The Ombudsman launched an investigation after a complaint was made about the care received by Mrs A (anonymised) in May 2017 from Cardiff and Vale University Health Board.

The Ombudsman found that the Health Board failed to recognise that Mrs A was at high risk of Acute Kidney Injury because of her age and existing health concerns, including acute kidney failure, from the time she was admitted.  In an attempt to control Mrs A’s back pain, she was prescribed pain relief at inappropriate levels (in the context of her pre-existing kidney failure) and, even when she began to decline, this was not reviewed.

The failure to monitor Mrs A’s medication and kidney function resulted in an acute kidney injury, which was probably preventable but was overlooked.  Failures to recognise the impact on Mrs A’s kidneys, monitor her hydration or change her medication meant that it went untreated and she became more unwell and sadly died.

The Ombudsman also found that a prescription of an antidote to counter the accumulation of opioid pain killers, which could not be filtered by Mrs A’s damaged kidneys, was prescribed too late.  Consequently, there was significant uncertainty about whether Mrs A’s death could have been avoided, had appropriate action been taken sooner.

He also criticised the Health Board for significant delays in the reporting, processing, investigating and managing of two safeguarding concerns raised by Mrs A’s family.  The first concern was raised following the appearance of bruising and the second concern was about Mrs A’s symptoms of slurring, losses in consciousness and apparent “fitting”, which appeared to the family to indicate that she had suffered a head injury but were more likely to have been attributable to the medication she was prescribed and the impact it was having on her kidneys.

Commenting on the report, Nick Bennett, Public Services Ombudsman for Wales, said:

 “I am extremely concerned that Mrs A was prescribed pain relief at inappropriate levels with no safety checks and that even when she began to decline, neither her kidney function nor the medication she was prescribed were reviewed.

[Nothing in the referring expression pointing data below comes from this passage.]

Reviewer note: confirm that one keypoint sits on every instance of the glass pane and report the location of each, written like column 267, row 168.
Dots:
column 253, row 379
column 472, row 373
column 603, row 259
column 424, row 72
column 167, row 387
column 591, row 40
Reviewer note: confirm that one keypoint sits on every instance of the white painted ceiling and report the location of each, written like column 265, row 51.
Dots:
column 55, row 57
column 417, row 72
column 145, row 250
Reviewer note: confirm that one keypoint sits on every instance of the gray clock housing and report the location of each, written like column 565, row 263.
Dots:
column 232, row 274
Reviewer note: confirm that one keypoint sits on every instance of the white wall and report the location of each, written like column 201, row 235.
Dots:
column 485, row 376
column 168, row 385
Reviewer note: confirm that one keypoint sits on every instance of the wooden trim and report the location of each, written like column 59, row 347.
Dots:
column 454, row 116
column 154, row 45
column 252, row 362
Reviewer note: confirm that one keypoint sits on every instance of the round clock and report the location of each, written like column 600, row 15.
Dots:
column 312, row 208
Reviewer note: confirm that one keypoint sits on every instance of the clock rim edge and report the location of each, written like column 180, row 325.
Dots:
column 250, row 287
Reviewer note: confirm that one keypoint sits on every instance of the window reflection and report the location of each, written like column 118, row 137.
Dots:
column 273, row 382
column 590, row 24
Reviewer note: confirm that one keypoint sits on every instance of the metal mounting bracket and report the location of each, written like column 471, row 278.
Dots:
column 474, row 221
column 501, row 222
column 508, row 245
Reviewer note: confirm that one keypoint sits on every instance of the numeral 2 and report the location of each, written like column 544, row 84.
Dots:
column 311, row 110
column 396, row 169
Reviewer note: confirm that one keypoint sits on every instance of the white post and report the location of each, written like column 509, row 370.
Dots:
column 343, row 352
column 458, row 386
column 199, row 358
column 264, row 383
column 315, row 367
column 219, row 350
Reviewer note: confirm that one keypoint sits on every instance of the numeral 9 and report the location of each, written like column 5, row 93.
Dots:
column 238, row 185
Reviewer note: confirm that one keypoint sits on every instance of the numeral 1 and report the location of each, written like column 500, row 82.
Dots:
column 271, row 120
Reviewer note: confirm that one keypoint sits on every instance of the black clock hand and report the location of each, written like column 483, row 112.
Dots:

“It is also worrying that medication to counter the effects of opioid toxicity was not administered soon enough.  There is uncertainty over whether Mrs A’s death might have been avoided had appropriate action been taken sooner. This is a terrible injustice that Mrs A’s family are left to live with.

“Additionally, the Health Board acknowledged that following an allegation made by a family member regarding bruising to Mrs A, the relationship between her and staff was negatively influenced by the fact that the concern had been raised.  This is concerning and could represent a wider culture which may prevent patients from raising issues. Reporting a complaint and action taken should be seen as a positive act in that it assists organisational learning.”

The Health Board has agreed to a number of recommendations including providing a full and meaningful apology to the family of Mrs A and to offer financial redress of £5,500.